En otros relatos, Molloy evoca la adopción de una perra que terminó maternando a un gato, a la que se suman las instantáneas que atraviesan los tiempos de pandemia donde, al igual que los humanos, la convivencia en el encierro se hacía tediosa y otras veces la compañía de los varios gatos se transforma en un bálsamo, en tiempos donde ya estaba enferma de cáncer.
«No es cualquier gato. Es invariablemente el chúcaro que durante años evitó a todo ser humano y que ahora se instala sobre mí, ya a lo largo de mis piernas, mirando para adelante, cual esfinge nocturna, ya en mi pecho, mirándome fijo. Sé que me mira porque una vez cuando prendí la luz me sorprendieron sus ojos, su mirada torva, casi encima de mi cara, como si me vieran por primera vez».

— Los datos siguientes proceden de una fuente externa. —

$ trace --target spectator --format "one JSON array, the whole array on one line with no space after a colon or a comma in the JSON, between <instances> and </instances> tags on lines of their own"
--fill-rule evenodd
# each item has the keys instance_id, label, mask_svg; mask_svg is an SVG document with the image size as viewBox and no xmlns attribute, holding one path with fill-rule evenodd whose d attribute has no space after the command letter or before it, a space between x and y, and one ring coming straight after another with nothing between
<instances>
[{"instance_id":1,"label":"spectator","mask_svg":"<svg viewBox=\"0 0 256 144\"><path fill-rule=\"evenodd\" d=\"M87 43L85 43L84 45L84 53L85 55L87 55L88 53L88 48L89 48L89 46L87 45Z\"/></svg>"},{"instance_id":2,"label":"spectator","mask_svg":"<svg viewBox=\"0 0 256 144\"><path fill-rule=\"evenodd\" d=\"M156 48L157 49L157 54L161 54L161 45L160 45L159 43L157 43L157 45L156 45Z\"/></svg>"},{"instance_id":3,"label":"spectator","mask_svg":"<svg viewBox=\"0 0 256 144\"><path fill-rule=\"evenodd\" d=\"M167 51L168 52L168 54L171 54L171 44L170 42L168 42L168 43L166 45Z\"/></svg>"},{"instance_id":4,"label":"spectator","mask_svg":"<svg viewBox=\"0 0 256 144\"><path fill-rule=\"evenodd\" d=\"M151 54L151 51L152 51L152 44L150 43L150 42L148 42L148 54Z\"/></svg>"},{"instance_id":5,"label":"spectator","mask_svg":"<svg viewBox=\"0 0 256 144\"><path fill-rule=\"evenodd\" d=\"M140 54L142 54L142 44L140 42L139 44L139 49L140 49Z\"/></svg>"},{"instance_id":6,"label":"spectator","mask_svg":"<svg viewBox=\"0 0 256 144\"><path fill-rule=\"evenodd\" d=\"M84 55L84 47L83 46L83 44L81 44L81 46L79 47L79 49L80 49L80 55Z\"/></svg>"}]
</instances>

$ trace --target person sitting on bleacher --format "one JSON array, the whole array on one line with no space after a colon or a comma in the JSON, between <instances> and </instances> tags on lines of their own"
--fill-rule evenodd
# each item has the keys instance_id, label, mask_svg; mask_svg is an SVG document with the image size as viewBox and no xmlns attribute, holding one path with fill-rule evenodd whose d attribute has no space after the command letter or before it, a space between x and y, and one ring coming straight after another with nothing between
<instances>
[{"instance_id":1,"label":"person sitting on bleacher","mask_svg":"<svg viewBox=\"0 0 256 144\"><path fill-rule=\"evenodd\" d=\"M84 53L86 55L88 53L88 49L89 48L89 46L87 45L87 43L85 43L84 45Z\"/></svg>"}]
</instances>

La convivencia con su pareja, Geiger, en Estados Unidos, aparece con relatos en los que también sobrevuela lo amenazante como la aparición de una serpiente en un círculo que habían formado sus cuatro gatos, en uno de sus descansos.
En otros, aparecen Pearly, Ruby y Goldie, las gallinas que adoptaron junto a su pareja en Long Island, y se sumaron a otras bautizadas con los nombres de mujeres de presidentes muertos, Eleonor, Jackie, Ladybird, Imelda y Evita, en un juego de humanización que caracteriza la convivencia entre los animales y las personas.
Con la muerte de varias de estas gallinas, «llegó otra tanda, llena de energía, esta vez recibieron nombres de deportistas gay -Martina Navratilova, Renée Richards, Billie Jean King- porque ejemplarmente desafiaban lo binario». Luego, llegaron tres pollitas polacas que en lugar de cresta tenía un pelucón rubio platinado, que les recordó a Andy Warhol, por lo que las llamaron «las chicas de Warhola o, a veces, las Warholitas», ya que apellido del artista originalmente era Wharhola, cuenta la autora en la obra.
Entre menciones a Borges y otras evocaciones, Molloy rescata en uno de los relatos a la gata Gloria, devenida en Glory, gran proveedora de trofeos como ratas muertas y pájaros agónicos, y en la que da cuenta del poder sanador de los felinos. «Cuando yo me recuperaba de aquel accidente en que me rompí la pierna, alguien me dijo que los gatos, o más precisamente el ronroneo de los gatos, ayudaba a soldar los huesos. Esa opinión, para nada científica pero no por ello necesariamente errónea, fue reafirmada por una amiga. Me pasé dos meses en el cuarto que daba al jardín, sin poder caminar, con la pierna en alto, envarillada, y Glory en la falda», recuerda.
El especial amor por los gatos es una constante en este libro de Molloy, donde da cuenta de adopciones constantes de felinos, entre los que recuerda a Circulita, una gata casi ciega, que caminaba en círculos, pero sorprendentemente, nunca llegó a chocarse ningún tipo de objeto.
Entre esas adopciones también aparece Charly, «un perro de agua portugués, elegante, obediente, con sentido del humor» que un día que lo dejaron solo, pero en compañía de una gata «se comió (de rabia?) medio volumen de las memorias de Lucio Mansilla».